In a $\mathbb Z$-graded integral domain $B = \bigoplus_{i \in \mathbb Z} B_i$ my definition for the degree function is as follows:
Given $f \in B,$ define $\deg : B \rightarrow \mathbb Z \cup \{-\infty \}$ by $$\deg(f) = \mathrm{maxSupp}{(f)} \text{ if } f \neq 0 \text{ and } \deg(0) = -\infty $$
my definition for the $\mathrm{Supp}$ of $f$ is as follows $\{i \in \mathbb Z| f_i \neq 0\}.$
I am trying to prove that $\deg(f) = - \infty$ iff $f=0.$ The backward direction is clear by the definition of the $\deg$ function given to me. The forward direction, I am trying to prove it by contra positive i.e. Assume that $f \neq 0$ and I want to prove that $\deg(f) \neq - \infty$, does that follows from the definition of the support I have because my $i \in \mathbb Z$ or from what? Does the $\mathrm{maxSupp}{(f)}$ always $\geq 0$ if $f \neq 0$? if so, why?

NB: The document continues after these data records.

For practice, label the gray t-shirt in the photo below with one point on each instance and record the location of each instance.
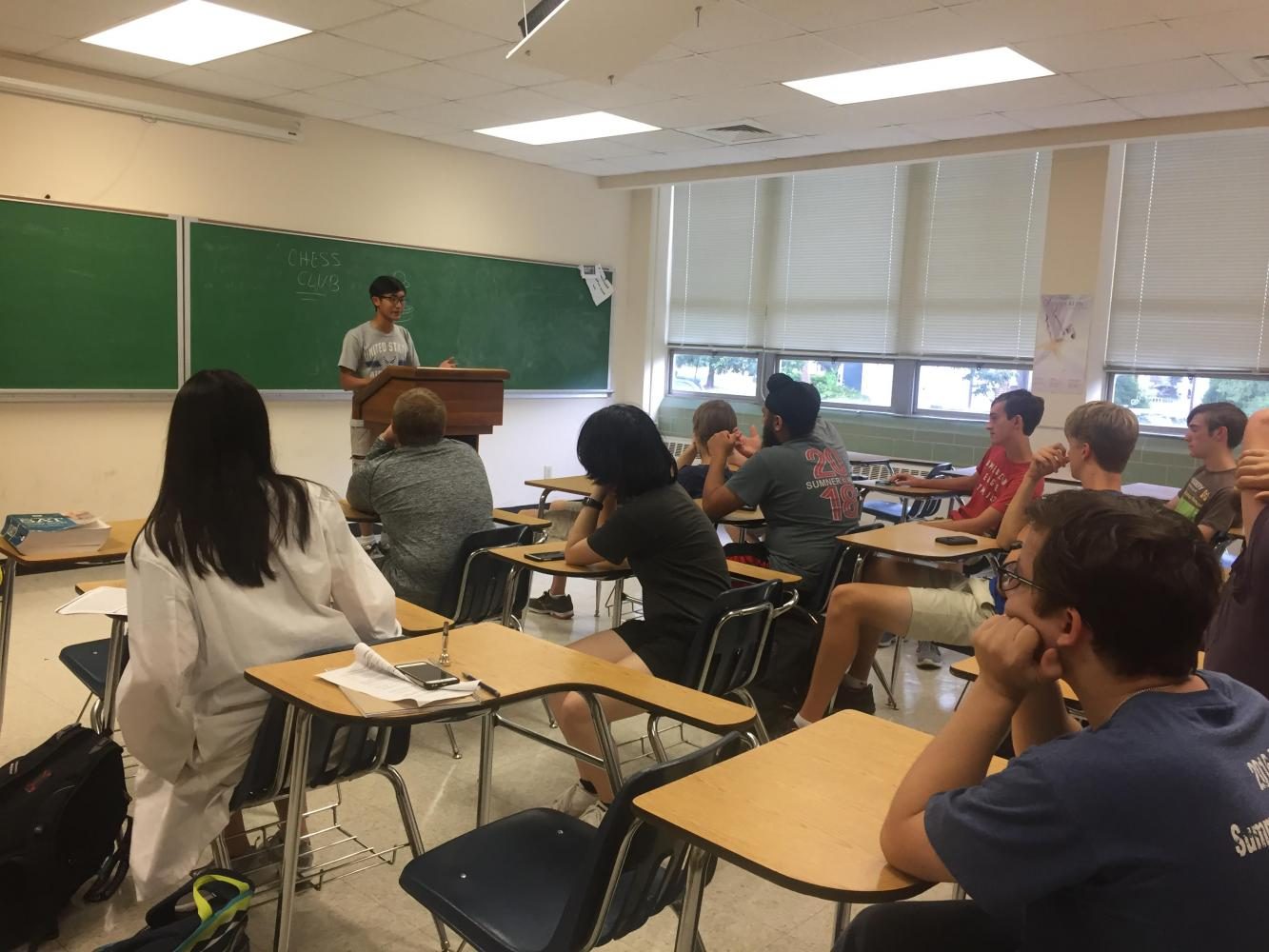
(429, 499)
(1211, 499)
(804, 490)
(1150, 832)
(367, 350)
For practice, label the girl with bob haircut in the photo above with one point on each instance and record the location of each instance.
(237, 565)
(671, 546)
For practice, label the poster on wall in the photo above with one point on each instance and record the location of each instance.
(1062, 343)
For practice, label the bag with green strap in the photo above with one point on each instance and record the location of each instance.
(216, 923)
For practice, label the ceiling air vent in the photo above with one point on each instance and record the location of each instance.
(736, 133)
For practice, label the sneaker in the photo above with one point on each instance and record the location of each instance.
(555, 605)
(594, 814)
(928, 655)
(575, 802)
(854, 699)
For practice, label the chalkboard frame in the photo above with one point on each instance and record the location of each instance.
(334, 392)
(111, 394)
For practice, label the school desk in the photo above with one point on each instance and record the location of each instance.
(123, 532)
(414, 620)
(803, 811)
(517, 665)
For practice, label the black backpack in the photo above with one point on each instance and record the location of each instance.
(62, 821)
(207, 914)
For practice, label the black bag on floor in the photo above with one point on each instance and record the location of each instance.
(62, 821)
(207, 914)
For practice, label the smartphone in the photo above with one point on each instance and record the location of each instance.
(956, 540)
(545, 556)
(426, 674)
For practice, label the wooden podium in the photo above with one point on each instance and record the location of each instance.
(472, 398)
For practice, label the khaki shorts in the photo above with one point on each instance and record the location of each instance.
(951, 615)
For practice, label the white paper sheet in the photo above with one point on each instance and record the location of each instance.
(103, 601)
(374, 676)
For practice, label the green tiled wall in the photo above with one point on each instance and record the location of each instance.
(1162, 460)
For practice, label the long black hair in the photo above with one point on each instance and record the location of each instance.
(620, 447)
(222, 508)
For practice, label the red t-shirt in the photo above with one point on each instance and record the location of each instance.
(999, 480)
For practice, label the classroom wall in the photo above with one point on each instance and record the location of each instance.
(342, 181)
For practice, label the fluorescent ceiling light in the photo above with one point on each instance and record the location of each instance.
(194, 32)
(937, 75)
(568, 129)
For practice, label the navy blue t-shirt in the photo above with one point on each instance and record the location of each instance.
(1150, 832)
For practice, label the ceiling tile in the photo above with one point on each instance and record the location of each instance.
(73, 19)
(458, 117)
(1124, 46)
(313, 14)
(1199, 101)
(968, 128)
(27, 41)
(1143, 79)
(816, 15)
(494, 18)
(107, 60)
(374, 95)
(273, 70)
(494, 64)
(1013, 21)
(342, 55)
(1029, 94)
(220, 84)
(689, 75)
(522, 106)
(793, 57)
(918, 36)
(602, 95)
(400, 125)
(308, 105)
(1073, 114)
(418, 36)
(730, 23)
(665, 141)
(441, 82)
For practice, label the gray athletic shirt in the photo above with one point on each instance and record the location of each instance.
(429, 499)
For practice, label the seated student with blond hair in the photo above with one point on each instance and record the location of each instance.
(1143, 832)
(1100, 438)
(430, 494)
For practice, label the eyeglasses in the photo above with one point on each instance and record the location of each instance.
(1008, 578)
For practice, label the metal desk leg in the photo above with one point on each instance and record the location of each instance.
(485, 779)
(509, 596)
(300, 734)
(693, 891)
(113, 672)
(618, 597)
(10, 574)
(841, 920)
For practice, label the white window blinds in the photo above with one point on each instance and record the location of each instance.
(1192, 267)
(837, 263)
(713, 300)
(972, 274)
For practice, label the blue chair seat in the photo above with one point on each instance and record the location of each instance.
(87, 662)
(533, 856)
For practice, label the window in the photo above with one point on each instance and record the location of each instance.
(1192, 265)
(1165, 402)
(966, 390)
(845, 381)
(728, 375)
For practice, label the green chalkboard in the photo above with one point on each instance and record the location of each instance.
(88, 300)
(275, 307)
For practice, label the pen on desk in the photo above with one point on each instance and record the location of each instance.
(487, 687)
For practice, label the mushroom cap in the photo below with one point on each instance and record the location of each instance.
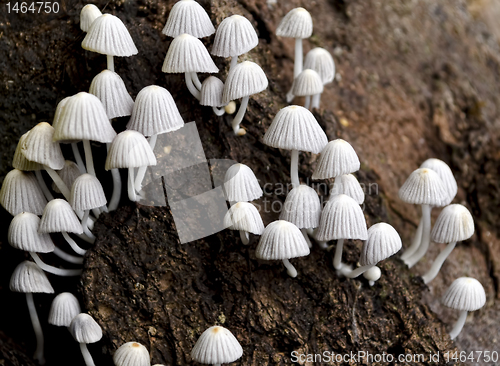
(129, 149)
(424, 187)
(454, 223)
(155, 111)
(342, 218)
(187, 16)
(87, 193)
(89, 13)
(245, 79)
(64, 308)
(132, 353)
(336, 159)
(109, 36)
(109, 87)
(211, 92)
(241, 184)
(321, 61)
(20, 192)
(281, 240)
(465, 293)
(188, 54)
(302, 207)
(82, 117)
(235, 36)
(383, 241)
(23, 234)
(216, 345)
(297, 23)
(39, 146)
(58, 216)
(29, 278)
(349, 185)
(244, 216)
(307, 83)
(85, 329)
(446, 176)
(295, 128)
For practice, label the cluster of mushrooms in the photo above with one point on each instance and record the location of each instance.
(87, 117)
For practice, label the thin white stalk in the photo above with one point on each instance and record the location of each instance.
(436, 266)
(426, 237)
(76, 248)
(55, 270)
(457, 328)
(239, 116)
(39, 355)
(290, 269)
(67, 257)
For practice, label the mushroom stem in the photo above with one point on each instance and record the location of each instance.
(89, 361)
(245, 238)
(239, 116)
(416, 242)
(294, 168)
(438, 262)
(55, 270)
(337, 259)
(457, 328)
(39, 356)
(76, 248)
(67, 257)
(426, 237)
(290, 269)
(192, 89)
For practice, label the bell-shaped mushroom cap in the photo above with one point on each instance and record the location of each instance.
(109, 87)
(424, 187)
(453, 224)
(342, 218)
(216, 345)
(295, 128)
(23, 234)
(245, 79)
(187, 16)
(235, 36)
(307, 83)
(465, 293)
(383, 241)
(19, 161)
(296, 24)
(244, 216)
(336, 159)
(87, 193)
(85, 329)
(58, 217)
(39, 146)
(188, 54)
(109, 36)
(446, 176)
(302, 207)
(64, 308)
(211, 92)
(129, 149)
(241, 184)
(89, 13)
(20, 192)
(133, 353)
(82, 117)
(29, 278)
(155, 111)
(349, 185)
(281, 240)
(321, 61)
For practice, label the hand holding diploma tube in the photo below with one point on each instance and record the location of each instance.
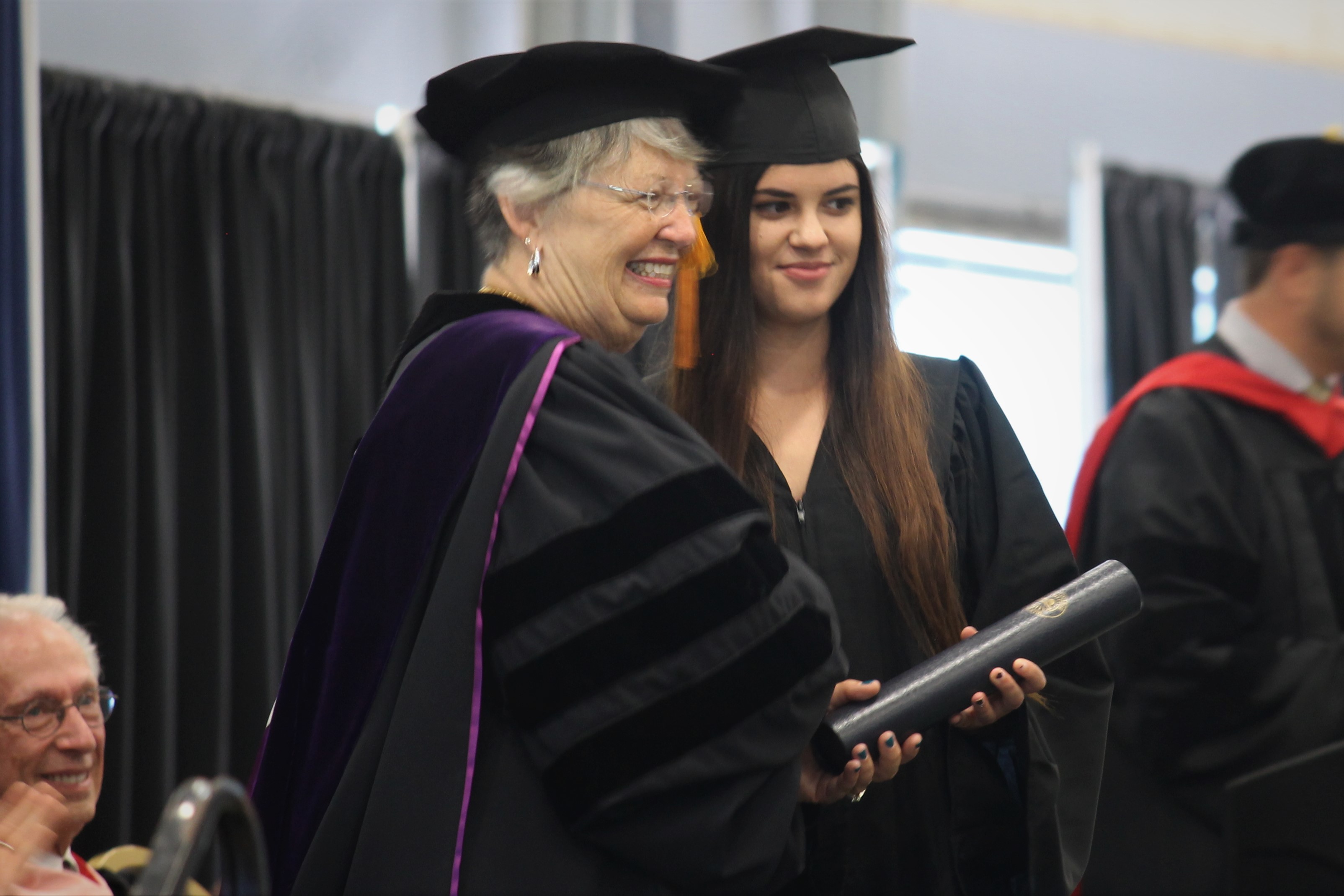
(945, 684)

Any help will be appreciated!
Since $B = \bigoplus_{i \in \mathbb Z}B_i$, an element $f \in B$ can be written uniquely as a sum
$$ f = \sum_{i \in \mathbb Z}f_i, \quad f_i\in B_i $$
with finitely many $f_i$ non zero. In paritcular, the support of $f$ is always a finite set. If $f \neq 0$, then not all $f_i$ are zero, hence $\mathbf{supp} f \neq \emptyset$ and thus $\max \mathbf{supp} f \in \mathbb Z$.
Note that this does not mean that $\deg$ is always non-negative. For example, consider the ring $B = \mathbb{Z}[t,t^{-1}]$ of Laurent polynomials with the grading defined as $B_n = \mathbb{Z}t^n$ for each integer $n$. In this ring, we have $\deg t^{-1} = -1$.